If the technical scheme of the application relates to personal information, a product applying the technical scheme of the application clearly informs personal information processing rules before processing the personal information, and obtains personal independent consent. If the technical scheme of the application relates to sensitive personal information, a product applying the technical scheme of the application obtains individual consent before processing the sensitive personal information, and simultaneously meets the requirement of 'express consent'. For example, at a personal information collection device such as a camera, a clear and significant identifier is set to inform that the personal information collection range is entered, the personal information is collected, and if the person voluntarily enters the collection range, the person is regarded as agreeing to collect the personal information; or on the device for processing the personal information, under the condition of informing the personal information processing rule by using obvious identification/information, obtaining personal authorization by modes of popping window information or asking a person to upload personal information of the person by himself, and the like; the personal information processing rule may include information such as a personal information processor, a personal information processing purpose, a processing method, and a type of personal information to be processed.
Having described embodiments of the present disclosure, the foregoing description is intended to be exemplary, not exhaustive, and not limited to the disclosed embodiments. Many modifications and variations will be apparent to those of ordinary skill in the art without departing from the scope and spirit of the described embodiments. The terminology used herein is chosen in order to best explain the principles of the embodiments, the practical application, or improvements made to the technology in the marketplace, or to enable others of ordinary skill in the art to understand the embodiments disclosed herein.

Claims (15)

1. A network training method is applied to a server, wherein a first neural network is deployed in the server, the first neural network has first network parameters, and the method comprises the following steps:
receiving a plurality of second network parameters sent by a plurality of clients, wherein a second neural network and a local image data set are respectively deployed in each client, and the second network parameters are obtained by training the second neural network based on the local image data set;
clustering the plurality of clients to obtain a plurality of client groups;
for any client group, updating the first neural network based on the second network parameters sent by each client included in the client group to obtain updated first network parameters corresponding to the client group;
sending the updated first network parameters to each client included in the client group so as to update the second network parameters corresponding to each client included in the client group;
and iteratively executing the steps until iterative training meets a preset training condition, wherein the first neural network and/or the second neural network after iterative training are/is used for carrying out image processing on the image to be processed.
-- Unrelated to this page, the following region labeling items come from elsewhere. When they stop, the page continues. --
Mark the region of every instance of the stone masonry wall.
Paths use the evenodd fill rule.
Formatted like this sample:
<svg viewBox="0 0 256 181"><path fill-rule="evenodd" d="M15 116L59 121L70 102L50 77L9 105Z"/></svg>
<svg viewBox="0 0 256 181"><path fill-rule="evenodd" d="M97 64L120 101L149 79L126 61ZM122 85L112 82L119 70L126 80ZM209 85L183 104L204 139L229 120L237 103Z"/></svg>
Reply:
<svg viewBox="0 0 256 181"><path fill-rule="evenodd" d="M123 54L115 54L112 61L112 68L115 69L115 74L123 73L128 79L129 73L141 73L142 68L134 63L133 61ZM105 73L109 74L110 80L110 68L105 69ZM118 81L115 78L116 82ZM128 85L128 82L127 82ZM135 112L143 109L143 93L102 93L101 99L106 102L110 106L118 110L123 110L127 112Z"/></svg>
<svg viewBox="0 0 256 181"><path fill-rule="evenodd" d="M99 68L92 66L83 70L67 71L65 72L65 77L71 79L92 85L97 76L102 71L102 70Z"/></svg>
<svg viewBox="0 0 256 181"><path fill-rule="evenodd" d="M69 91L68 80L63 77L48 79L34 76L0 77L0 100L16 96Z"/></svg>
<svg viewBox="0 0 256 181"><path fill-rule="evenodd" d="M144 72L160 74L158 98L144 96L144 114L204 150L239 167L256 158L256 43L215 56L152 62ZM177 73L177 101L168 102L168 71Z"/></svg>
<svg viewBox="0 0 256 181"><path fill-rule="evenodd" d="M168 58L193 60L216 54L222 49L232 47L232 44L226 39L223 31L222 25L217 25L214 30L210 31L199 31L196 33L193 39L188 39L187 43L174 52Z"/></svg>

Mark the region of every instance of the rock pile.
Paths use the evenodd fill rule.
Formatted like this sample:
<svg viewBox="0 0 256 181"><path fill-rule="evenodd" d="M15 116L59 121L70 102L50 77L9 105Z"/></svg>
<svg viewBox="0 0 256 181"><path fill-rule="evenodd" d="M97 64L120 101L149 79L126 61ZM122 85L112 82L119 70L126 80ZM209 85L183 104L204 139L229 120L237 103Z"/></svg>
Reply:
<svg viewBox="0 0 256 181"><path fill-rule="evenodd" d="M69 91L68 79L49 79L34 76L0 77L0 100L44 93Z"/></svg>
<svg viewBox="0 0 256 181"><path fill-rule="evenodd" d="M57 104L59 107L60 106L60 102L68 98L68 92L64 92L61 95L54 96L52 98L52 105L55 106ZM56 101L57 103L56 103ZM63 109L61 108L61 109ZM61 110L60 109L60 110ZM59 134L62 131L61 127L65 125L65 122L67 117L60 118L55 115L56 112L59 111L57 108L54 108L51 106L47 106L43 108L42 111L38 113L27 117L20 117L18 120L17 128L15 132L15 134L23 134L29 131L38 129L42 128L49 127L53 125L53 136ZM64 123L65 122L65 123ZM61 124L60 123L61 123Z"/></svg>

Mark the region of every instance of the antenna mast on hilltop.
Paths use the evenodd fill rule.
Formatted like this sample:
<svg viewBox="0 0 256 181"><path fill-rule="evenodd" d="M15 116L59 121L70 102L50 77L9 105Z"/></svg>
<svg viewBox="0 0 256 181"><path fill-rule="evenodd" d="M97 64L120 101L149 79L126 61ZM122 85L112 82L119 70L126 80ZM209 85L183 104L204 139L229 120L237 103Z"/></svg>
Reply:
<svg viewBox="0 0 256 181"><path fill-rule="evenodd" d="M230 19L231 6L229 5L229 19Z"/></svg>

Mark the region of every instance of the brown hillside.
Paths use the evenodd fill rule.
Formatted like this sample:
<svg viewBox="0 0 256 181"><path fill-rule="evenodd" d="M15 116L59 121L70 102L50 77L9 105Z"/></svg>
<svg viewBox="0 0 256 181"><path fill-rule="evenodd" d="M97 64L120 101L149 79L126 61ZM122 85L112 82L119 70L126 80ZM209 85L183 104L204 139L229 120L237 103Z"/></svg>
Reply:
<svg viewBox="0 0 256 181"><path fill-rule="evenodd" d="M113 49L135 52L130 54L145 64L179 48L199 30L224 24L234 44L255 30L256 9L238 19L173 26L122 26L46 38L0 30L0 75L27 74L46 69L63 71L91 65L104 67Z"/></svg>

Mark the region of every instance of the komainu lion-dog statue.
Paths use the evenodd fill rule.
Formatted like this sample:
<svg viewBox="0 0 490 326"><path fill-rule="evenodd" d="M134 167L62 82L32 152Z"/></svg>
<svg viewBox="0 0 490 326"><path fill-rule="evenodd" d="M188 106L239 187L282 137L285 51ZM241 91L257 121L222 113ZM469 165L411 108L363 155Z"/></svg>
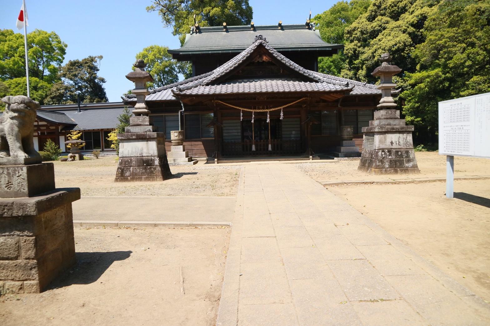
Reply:
<svg viewBox="0 0 490 326"><path fill-rule="evenodd" d="M1 100L7 106L0 116L0 164L40 163L33 141L39 102L23 95L7 96Z"/></svg>

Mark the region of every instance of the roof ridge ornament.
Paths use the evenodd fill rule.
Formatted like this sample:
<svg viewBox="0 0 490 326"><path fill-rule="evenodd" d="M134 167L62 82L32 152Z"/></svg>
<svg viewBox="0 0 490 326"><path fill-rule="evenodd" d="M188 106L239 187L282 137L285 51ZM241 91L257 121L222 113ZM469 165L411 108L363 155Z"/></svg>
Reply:
<svg viewBox="0 0 490 326"><path fill-rule="evenodd" d="M253 43L255 43L257 41L263 41L266 43L269 43L269 41L266 39L266 38L261 34L259 34L258 35L255 35L255 39L253 40Z"/></svg>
2. The method of claim 1, wherein clustering the plurality of clients to obtain a plurality of client groups comprises:
receiving a first feature vector sent by each client, wherein for any client, the first feature vector is obtained by performing feature extraction on a shared image by using the second neural network trained in the current training round;
clustering the first feature vectors to obtain a plurality of feature vector groups;
and aiming at any one characteristic vector group, dividing the client corresponding to each first characteristic vector in the characteristic vector group into the same client group.
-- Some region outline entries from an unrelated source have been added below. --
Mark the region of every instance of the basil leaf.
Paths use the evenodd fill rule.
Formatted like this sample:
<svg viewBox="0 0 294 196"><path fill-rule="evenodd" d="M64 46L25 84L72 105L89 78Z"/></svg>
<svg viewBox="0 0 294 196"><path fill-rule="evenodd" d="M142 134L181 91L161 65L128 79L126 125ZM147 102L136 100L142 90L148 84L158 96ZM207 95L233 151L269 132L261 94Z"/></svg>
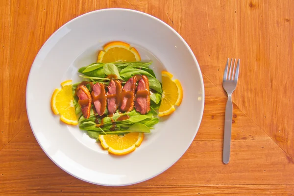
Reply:
<svg viewBox="0 0 294 196"><path fill-rule="evenodd" d="M128 119L128 120L124 121L128 121L128 122L139 122L144 121L147 119L151 118L152 116L152 112L149 112L147 114L145 114L145 115L133 116L130 117L130 118Z"/></svg>
<svg viewBox="0 0 294 196"><path fill-rule="evenodd" d="M154 77L148 76L147 77L148 78L148 80L149 80L149 88L160 93L162 93L161 84L160 84L160 82L159 82L158 80Z"/></svg>
<svg viewBox="0 0 294 196"><path fill-rule="evenodd" d="M145 68L145 67L140 67L139 68L141 68L142 70L144 70L144 71L145 71L148 72L149 74L151 74L152 76L153 76L154 77L155 77L155 78L156 77L156 76L155 76L155 74L154 74L154 72L151 69L148 68Z"/></svg>
<svg viewBox="0 0 294 196"><path fill-rule="evenodd" d="M148 127L141 123L135 123L131 125L128 128L129 130L137 131L144 133L150 133L150 129Z"/></svg>
<svg viewBox="0 0 294 196"><path fill-rule="evenodd" d="M151 119L150 121L148 121L145 122L144 124L147 126L150 127L150 126L153 126L153 125L155 125L156 124L158 123L159 122L159 120L157 118L153 118L153 119Z"/></svg>
<svg viewBox="0 0 294 196"><path fill-rule="evenodd" d="M103 69L105 74L115 75L118 79L122 79L120 75L118 68L113 63L105 63L103 66Z"/></svg>
<svg viewBox="0 0 294 196"><path fill-rule="evenodd" d="M137 68L134 68L132 67L127 67L125 68L121 71L120 74L121 76L123 78L124 78L126 80L131 78L133 75L141 74L142 75L145 75L147 76L151 77L154 77L152 75L150 74L149 73L146 71L140 70Z"/></svg>
<svg viewBox="0 0 294 196"><path fill-rule="evenodd" d="M83 70L81 70L81 69L80 69L80 70L81 71ZM87 75L88 76L97 77L104 77L104 76L105 76L104 70L102 68L98 69L97 69L95 70L92 71L91 72L86 72L84 73L82 73L82 72L80 72L80 70L79 70L78 72L79 72L80 73L82 73L82 74L84 74L84 75Z"/></svg>
<svg viewBox="0 0 294 196"><path fill-rule="evenodd" d="M161 95L159 93L152 93L150 95L150 99L156 104L158 104L161 99Z"/></svg>
<svg viewBox="0 0 294 196"><path fill-rule="evenodd" d="M99 135L101 135L98 131L87 131L88 135L90 136L90 138L97 139L99 137Z"/></svg>
<svg viewBox="0 0 294 196"><path fill-rule="evenodd" d="M104 65L104 63L93 63L86 67L86 69L83 71L82 73L84 74L87 72L91 72L93 70L97 70L99 68L101 68Z"/></svg>

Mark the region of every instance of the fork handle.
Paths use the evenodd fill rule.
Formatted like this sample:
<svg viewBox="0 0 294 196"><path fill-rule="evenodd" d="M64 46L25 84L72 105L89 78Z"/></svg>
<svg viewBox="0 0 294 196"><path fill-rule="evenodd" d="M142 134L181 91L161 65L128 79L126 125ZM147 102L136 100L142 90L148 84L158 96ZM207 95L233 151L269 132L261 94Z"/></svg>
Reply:
<svg viewBox="0 0 294 196"><path fill-rule="evenodd" d="M232 95L228 95L228 100L225 106L223 150L222 151L222 162L226 164L230 161L232 115L233 103L232 102Z"/></svg>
3. The method according to claim 1 or 2, wherein the updating the first neural network based on the second network parameters sent by each of the clients included in the client group to obtain updated first network parameters corresponding to the client group comprises:
determining the weight of each second network parameter corresponding to the client group;
and performing weighted fusion on the plurality of second network parameters corresponding to the client group according to the weight of each second network parameter corresponding to the client group so as to update the first neural network and obtain the updated first network parameter.
4. The method of claim 3, wherein determining the weight of each of the second network parameters corresponding to the client group comprises:
receiving a training variation parameter sent by each client included in the client group, wherein the training variation parameter is used for indicating the variation degree of the second neural network deployed in the client before and after training in the current training turn for any client;
and determining the weight of the second network parameter corresponding to each client according to the training change parameter sent by each client.
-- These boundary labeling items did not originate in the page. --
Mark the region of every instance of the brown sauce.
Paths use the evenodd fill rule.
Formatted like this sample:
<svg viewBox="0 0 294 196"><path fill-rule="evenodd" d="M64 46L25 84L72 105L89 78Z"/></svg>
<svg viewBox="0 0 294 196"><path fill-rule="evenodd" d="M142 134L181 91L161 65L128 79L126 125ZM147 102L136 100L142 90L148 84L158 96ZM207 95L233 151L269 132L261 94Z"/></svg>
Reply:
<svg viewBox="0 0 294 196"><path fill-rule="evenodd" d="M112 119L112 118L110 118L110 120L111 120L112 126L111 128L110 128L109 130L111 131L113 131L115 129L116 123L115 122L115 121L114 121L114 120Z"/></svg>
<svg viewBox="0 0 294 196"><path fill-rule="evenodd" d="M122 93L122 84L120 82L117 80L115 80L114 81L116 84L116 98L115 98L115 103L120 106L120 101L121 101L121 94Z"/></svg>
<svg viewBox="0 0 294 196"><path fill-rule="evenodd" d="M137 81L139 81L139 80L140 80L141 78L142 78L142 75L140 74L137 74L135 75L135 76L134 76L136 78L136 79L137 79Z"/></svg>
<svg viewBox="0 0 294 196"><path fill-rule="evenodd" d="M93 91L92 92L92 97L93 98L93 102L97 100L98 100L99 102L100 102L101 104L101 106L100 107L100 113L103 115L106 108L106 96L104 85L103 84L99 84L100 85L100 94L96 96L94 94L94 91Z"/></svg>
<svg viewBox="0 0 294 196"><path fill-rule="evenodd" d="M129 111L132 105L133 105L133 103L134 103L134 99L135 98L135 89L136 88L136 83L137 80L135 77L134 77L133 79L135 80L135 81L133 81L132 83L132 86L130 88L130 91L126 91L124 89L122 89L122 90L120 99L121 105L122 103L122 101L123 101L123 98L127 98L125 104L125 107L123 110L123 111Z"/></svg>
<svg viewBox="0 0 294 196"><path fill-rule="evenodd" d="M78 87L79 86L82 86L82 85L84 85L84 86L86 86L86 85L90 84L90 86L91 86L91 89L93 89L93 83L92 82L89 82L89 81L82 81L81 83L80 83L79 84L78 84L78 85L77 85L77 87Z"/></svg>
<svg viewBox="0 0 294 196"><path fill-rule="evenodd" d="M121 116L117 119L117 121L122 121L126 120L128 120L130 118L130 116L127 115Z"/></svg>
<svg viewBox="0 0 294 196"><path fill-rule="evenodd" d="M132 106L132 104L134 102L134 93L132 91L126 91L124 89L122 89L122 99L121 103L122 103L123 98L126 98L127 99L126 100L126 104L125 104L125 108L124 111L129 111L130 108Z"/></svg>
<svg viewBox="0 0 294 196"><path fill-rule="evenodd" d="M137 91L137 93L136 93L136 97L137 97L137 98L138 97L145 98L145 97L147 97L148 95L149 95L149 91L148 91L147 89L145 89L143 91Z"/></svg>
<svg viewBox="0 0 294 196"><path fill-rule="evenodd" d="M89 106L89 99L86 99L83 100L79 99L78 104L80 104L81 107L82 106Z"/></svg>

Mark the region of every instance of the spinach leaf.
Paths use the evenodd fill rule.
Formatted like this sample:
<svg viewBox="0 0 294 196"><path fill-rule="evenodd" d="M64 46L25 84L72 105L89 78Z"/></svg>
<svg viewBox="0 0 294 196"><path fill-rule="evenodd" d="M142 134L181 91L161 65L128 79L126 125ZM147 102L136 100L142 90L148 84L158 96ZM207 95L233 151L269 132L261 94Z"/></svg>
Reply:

5. The method according to claim 4, wherein the training variation parameter sent by the client is determined based on a feature similarity between a first feature vector obtained by the client performing feature extraction on a shared image by using the second neural network trained in a current training round and a second feature vector obtained by performing feature extraction on the shared image by using the second neural network not trained in the current training round, for any one of the clients.
6. A network training method applied to a target client, wherein a second neural network and a local image data set are deployed in the target client, and the second neural network has second network parameters, the method comprising:
sending the second network parameters to a server, wherein the second network parameters are obtained by training the second neural network based on the local image data set;
receiving a first network parameter returned by the server, wherein a first neural network is deployed in the server, the first network parameter is a second network parameter sent by the server based on a client group, the first network parameter is obtained by updating the first neural network, and the client group is obtained by clustering a plurality of clients including the target client by the server;
training the second neural network according to the first network parameters and the local image data set to obtain updated second network parameters;
and iteratively executing the steps until iterative training meets a preset training condition, wherein the first neural network and/or the second neural network after iterative training are/is used for carrying out image processing on the image to be processed.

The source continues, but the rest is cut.